Once the syllogism is understood, we have in hand the basic form of argumentation. Arguments are of all kinds, of course. Sometimes a conclusion follows from its premises but we feel no compulsion to accept it. If the premises are probable, the conclusion will be probable. Science is had when we have a conclusion which establishes the necessary truth of the conclusion.
The distinction just made makes it clear that it is one thing for a proposition to follow necessarily on premises and quite another for the conclusion to be a necessary truth. In scientific argument, both necessities are in play. At this point, the logician will examine the requirements of the premises in an argument in which the conclusion not only follows necessarily but is also a necessary truth. The premises will have to be themselves necessary truths in order for this to result. And there will be other requirements as well. But perhaps we have enough to clarify what is meant by the subject of a science.
Such clarity is needed because much time will be spent establishing how the subject of metaphysics differs from the subjects of the philosophy of nature and mathematics. Obviously, such discussions will only make sense if we have at least a preliminary grasp of what is meant by the subject of a science.
Science will be had from a syllogism of a certain kind; scientific knowledge is knowledge of the conclusion of a demonstrative syllogism. The conclusion can be called the object of the science. The subject of the science is the subject of the conclusion of a demonstrative syllogism. If I prove that the sum of the internal angles of a plane triangle equals 180 degrees, I will do so by using the definition of triangle for my middle term. The predicate of the conclusion, shown to belong to the subject because of what it is, as expressed by its definition, is a property. The triangle does not just happen to have it; it necessarily has it. It is not true of the triangle because it is a plane figure nor because it is a scalene triangle, but simply because it is a triangle. The most manifest example of a demonstrative syllogism is one in which the predicate is shown to be a property of the subject because it belongs to it thanks to the subject thanks to what it is.

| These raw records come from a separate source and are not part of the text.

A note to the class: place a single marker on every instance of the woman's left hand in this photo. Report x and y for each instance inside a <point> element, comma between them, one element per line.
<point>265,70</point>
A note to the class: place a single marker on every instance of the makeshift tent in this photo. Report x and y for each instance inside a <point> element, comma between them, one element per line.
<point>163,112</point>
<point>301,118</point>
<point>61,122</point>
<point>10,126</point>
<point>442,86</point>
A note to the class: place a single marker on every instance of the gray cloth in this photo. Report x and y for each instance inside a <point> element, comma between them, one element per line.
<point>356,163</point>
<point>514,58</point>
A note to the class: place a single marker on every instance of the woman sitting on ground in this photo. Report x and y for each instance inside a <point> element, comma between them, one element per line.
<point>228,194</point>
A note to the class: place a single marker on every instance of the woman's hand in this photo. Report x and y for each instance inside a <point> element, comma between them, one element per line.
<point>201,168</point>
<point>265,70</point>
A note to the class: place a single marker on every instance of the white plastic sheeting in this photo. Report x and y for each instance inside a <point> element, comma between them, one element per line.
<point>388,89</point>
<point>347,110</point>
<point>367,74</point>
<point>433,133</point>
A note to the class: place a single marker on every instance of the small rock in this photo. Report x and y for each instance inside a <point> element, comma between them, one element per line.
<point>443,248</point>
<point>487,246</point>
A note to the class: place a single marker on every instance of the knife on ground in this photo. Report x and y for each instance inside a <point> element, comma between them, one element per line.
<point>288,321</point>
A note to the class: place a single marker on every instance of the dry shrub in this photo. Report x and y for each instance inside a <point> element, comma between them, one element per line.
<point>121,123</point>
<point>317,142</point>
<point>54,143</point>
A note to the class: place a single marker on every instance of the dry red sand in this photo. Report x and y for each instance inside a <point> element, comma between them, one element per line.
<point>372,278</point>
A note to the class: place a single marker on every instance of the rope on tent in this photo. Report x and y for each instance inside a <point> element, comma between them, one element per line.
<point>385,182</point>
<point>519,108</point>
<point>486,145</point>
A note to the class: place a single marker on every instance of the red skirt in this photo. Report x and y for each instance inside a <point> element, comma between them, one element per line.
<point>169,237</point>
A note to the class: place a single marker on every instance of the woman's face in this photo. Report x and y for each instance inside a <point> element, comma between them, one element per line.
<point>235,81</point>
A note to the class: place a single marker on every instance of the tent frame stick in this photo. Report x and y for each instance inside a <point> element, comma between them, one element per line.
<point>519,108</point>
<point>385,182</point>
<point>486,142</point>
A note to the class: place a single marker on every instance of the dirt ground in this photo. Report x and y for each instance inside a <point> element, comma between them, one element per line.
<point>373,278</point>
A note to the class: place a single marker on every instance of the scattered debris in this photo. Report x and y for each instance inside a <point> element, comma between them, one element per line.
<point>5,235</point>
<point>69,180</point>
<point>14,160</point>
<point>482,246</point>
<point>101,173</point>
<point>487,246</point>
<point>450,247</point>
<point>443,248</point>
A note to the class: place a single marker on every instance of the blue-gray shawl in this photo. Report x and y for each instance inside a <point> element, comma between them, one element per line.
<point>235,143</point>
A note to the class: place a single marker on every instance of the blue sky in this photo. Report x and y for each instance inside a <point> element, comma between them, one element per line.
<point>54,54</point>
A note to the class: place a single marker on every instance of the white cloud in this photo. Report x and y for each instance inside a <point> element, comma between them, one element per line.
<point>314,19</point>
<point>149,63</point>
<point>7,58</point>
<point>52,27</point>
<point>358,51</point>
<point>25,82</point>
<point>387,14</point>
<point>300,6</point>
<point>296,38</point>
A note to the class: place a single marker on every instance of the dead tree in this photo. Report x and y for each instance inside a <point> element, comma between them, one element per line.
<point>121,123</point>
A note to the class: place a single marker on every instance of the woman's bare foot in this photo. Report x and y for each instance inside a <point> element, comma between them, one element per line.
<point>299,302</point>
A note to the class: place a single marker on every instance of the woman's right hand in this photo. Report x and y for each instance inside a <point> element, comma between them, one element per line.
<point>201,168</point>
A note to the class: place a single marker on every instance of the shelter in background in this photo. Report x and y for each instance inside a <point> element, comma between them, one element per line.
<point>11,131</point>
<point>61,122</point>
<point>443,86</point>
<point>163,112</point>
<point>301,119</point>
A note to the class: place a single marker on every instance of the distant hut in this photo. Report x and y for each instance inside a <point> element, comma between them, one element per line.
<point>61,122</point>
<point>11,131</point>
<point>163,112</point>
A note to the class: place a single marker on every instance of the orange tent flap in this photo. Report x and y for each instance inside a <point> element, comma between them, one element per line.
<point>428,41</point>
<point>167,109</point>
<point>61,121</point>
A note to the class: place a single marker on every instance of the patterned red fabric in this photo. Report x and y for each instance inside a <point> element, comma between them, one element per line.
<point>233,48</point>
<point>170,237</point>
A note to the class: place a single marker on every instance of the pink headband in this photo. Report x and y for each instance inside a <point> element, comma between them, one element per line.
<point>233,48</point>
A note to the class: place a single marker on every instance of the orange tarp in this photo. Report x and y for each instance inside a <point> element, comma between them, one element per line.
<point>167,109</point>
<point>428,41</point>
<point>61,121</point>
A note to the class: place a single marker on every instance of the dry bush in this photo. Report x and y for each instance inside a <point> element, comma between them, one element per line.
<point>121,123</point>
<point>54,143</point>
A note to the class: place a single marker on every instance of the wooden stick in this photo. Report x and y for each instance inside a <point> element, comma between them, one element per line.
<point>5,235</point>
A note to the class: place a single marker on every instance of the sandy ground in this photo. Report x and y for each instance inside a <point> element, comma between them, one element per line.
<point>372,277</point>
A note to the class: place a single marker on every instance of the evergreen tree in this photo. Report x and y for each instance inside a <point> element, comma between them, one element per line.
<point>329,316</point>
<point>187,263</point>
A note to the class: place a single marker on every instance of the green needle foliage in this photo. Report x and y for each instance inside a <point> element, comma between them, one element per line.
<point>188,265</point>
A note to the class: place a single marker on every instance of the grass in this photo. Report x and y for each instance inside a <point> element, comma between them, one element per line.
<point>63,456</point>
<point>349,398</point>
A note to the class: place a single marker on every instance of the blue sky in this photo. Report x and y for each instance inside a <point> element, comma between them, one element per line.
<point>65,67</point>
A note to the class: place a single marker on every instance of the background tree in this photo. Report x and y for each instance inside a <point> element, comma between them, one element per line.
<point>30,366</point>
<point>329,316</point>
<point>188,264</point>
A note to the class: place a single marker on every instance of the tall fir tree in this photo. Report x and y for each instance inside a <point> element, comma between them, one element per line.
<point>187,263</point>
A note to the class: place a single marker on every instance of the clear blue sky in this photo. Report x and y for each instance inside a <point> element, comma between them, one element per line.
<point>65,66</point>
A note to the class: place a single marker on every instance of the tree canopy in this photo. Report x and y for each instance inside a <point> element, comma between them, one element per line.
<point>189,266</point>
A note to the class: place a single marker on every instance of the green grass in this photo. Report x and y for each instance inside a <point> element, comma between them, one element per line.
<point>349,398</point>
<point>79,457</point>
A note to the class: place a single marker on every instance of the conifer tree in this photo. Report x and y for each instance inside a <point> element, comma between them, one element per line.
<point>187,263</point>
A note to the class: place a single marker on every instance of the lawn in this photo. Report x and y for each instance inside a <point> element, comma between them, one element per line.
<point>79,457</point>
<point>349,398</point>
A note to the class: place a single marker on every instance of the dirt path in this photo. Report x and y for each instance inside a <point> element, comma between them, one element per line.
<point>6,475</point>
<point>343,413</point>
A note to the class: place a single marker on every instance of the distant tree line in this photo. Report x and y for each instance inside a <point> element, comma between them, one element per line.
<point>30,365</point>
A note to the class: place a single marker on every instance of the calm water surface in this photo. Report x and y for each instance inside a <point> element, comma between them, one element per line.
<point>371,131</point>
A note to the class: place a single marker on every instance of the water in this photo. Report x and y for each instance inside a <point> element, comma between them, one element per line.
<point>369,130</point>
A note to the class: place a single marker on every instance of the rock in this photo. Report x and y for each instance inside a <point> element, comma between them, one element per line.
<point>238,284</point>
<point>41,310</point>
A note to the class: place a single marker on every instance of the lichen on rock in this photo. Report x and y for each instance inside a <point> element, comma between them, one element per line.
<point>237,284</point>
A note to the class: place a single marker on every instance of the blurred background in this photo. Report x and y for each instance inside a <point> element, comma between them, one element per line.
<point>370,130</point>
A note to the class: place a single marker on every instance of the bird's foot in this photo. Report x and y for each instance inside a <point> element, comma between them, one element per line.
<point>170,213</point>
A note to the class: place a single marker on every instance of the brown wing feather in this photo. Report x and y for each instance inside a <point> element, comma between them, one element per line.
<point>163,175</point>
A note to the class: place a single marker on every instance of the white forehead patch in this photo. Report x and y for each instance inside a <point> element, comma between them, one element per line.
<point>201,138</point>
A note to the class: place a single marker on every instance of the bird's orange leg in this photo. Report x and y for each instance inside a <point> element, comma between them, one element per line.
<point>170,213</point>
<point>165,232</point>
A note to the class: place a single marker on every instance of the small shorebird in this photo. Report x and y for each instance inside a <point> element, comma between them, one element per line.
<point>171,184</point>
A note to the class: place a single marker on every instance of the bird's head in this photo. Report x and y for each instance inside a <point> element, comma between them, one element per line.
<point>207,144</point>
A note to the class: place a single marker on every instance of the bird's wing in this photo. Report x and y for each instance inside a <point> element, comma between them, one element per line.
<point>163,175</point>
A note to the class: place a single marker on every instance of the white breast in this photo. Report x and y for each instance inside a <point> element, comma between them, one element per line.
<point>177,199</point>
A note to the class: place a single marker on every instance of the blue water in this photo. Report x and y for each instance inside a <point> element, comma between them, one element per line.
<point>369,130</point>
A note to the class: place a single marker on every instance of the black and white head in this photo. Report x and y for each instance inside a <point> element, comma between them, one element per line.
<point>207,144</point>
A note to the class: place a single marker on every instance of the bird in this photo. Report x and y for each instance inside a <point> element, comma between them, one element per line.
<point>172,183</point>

One further point. If you were asked for a definition of science, you would probably begin by saying that it is a body of knowledge . . . . Thus far, we have been speaking of science in terms of one argument, one syllogism, but as the allusion to plane geometry indicates, a science is a concatenation of arguments. How do they all fall to the same science?
Much will be said of this in the following chapters, but this much must be said now. When I said that the property of the triangle belongs to it as triangle and not as plane figure or scalene triangle, I might have put it in another way. The property belongs to the subject, not because of its species, not because of its species, but because of what it is. Of course what is proved of a plane figure will be true of triangle as one species of plane figure. And what is proved of triangle will be true of the species of triangle. Thus it can be said that one way it is clear that many arguments belong to the same science is because their subjects are related as genera and species.
This should suffice to follow the next two lessons profitably.
Suggested Reading Assignment
Commentary on Metaphysics, Bk. 4, lessons 1 and 2.
Suggested Writing Assignment
Show how the above account of proof is exhibited in Selection 11 from the Penguin book.
Consult John A. Oesterle's classic logic text published by Prentice-Hall more than a quarter century ago and is still in print.